Hubspotには「取引」という機能があるのですが、その機能で与件の進捗状況をボードで管理することになりました。
この取引ボードは非常に便利で、各与件の進捗状況が一目でわかり、付箋を貼りなおすように各カードを動かすだけで管理ができます。ヒアリングメモも各取引の中に入力できるため、社内の誰もが状況を確認できるのです。
また、商材のパッケージと金額が明確に決まっていれば、金額を入れることで売上のヨミをHubspot上で管理することもできます。
ただ、この「取引」機能だけを使うなら、正直Trelloでも問題ないとは思います。せっかく高機能なツールを使うのであれば、必要な機能は使い倒さなくてはなりません。
そこで、Hubspotの機能を学びながら、少しずつ他のツールの役割をHubspotに置き換えていきました。簡単に手順を以下でまとめていきます。
まずはコンタクトを振り分ける
Hubspotでは、リードのことを「コンタクト」と言い、フォームを通じて送信されたリード情報を管理することができます。
例えば、ホワイトペーパーのダウンロードやメールマガジンの登録、お問い合わせをいただいた方の情報がこのように蓄積されていきます。
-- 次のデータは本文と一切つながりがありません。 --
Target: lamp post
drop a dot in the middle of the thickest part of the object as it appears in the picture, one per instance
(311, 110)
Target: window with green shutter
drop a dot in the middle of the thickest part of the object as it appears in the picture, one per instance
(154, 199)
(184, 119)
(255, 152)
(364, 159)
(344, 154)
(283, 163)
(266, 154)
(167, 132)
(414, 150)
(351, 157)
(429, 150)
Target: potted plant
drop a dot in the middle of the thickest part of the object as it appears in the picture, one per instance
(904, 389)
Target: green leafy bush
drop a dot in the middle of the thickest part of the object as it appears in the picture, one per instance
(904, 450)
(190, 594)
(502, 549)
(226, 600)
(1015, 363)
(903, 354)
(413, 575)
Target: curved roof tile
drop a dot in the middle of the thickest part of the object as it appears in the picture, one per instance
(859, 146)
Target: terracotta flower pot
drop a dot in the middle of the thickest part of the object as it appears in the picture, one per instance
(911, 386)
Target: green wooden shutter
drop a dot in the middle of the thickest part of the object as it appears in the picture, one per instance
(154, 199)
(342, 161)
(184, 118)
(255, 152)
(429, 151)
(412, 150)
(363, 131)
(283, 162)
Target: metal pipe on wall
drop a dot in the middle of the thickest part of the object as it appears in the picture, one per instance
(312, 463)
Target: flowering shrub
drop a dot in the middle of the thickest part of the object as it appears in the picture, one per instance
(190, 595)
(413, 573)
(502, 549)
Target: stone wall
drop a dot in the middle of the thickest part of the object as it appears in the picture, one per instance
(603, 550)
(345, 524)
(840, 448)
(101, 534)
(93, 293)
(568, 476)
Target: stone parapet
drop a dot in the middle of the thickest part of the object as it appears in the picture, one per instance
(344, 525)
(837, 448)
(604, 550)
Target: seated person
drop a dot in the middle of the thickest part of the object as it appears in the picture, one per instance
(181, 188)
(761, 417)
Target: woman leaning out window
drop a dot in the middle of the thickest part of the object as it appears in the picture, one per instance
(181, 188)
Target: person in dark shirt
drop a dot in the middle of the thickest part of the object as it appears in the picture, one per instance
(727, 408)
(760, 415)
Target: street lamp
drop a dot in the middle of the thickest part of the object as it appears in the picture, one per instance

このコンタクトはHubspotに登録しているユーザー(担当者)ごとに振り分けることができ、振り分けられた担当者がそのコンタクトに対して、以下のようにアクションを取るというフローが設定可能です。
- 「お問い合わせ」から発生したコンタクトならメールで日程調整する
- 「ホワイトペーパー」から発生したコンタクトなら架電する
- 「メールマガジン」から発生したコンタクトなら特にアクションを行わない
実はこの振り分けこそHubspotの重要な機能なのですが、当時はこの振り分け機能をろくに使わず、直接「取引」ボードだけを使っていました。
先ほど「取引」機能を使っていたとお話ししましたが、実はこの取引カードには2種類の作り方があります。
- 直接「取引を作成」する
- コンタクトから「取引を作成」する
1は取引ボードから作成する方法で、
2はコンタクトリストから作成する方法です。
最初はどちらでも良いのですが、マーケティング→セールスのフローを考えるなら、コンタクトから直接取引を作りたいところです。そのためには、まずコンタクトを振り分けることが必要です。
Hubspotに日々溜まるコンタクトリストをユーザーに割り当て、そのリードに対してアクションを取るような運用から始めました。
弊社ではこのように「未割当のコンタクト」というビューを用意し、このビューでは新規コンタクトを取り扱うこととしています。
例えば、メールアドレスや企業名を見てターゲットではないと判断したら保留のリストに加え、ターゲットであるならインサイドセールスの担当者に振り分けるといったイメージです。
この「コンタクトの振り分け」は重要な処理ですが、手探りで導入すると飛ばしてしまう可能性がありますので注意が必要です。
インサイドセールス用の取引ボードを作る
コンタクトの振り分けを覚えた後は、インサイドセールスの動きをHubspot上で管理できるようにしました。
Hubspotの「セールス>取引」では、与件の進捗状況をボードとして管理できるのですが、このボードは複数作成することができます。
例えば、商談以後のカードを「与件・提案候補」、リード化から商談までを「インサイドセールス」のように管理できるのです。
- インサイドセールス リード化→インサイドセールス→商談化まで
- 与件・提案候補 商談の日時設定→提案準備→受注or失注
この1と2のボード間で、カードを動かすこともできるため、ボードを分けることによる弊害は特にありません。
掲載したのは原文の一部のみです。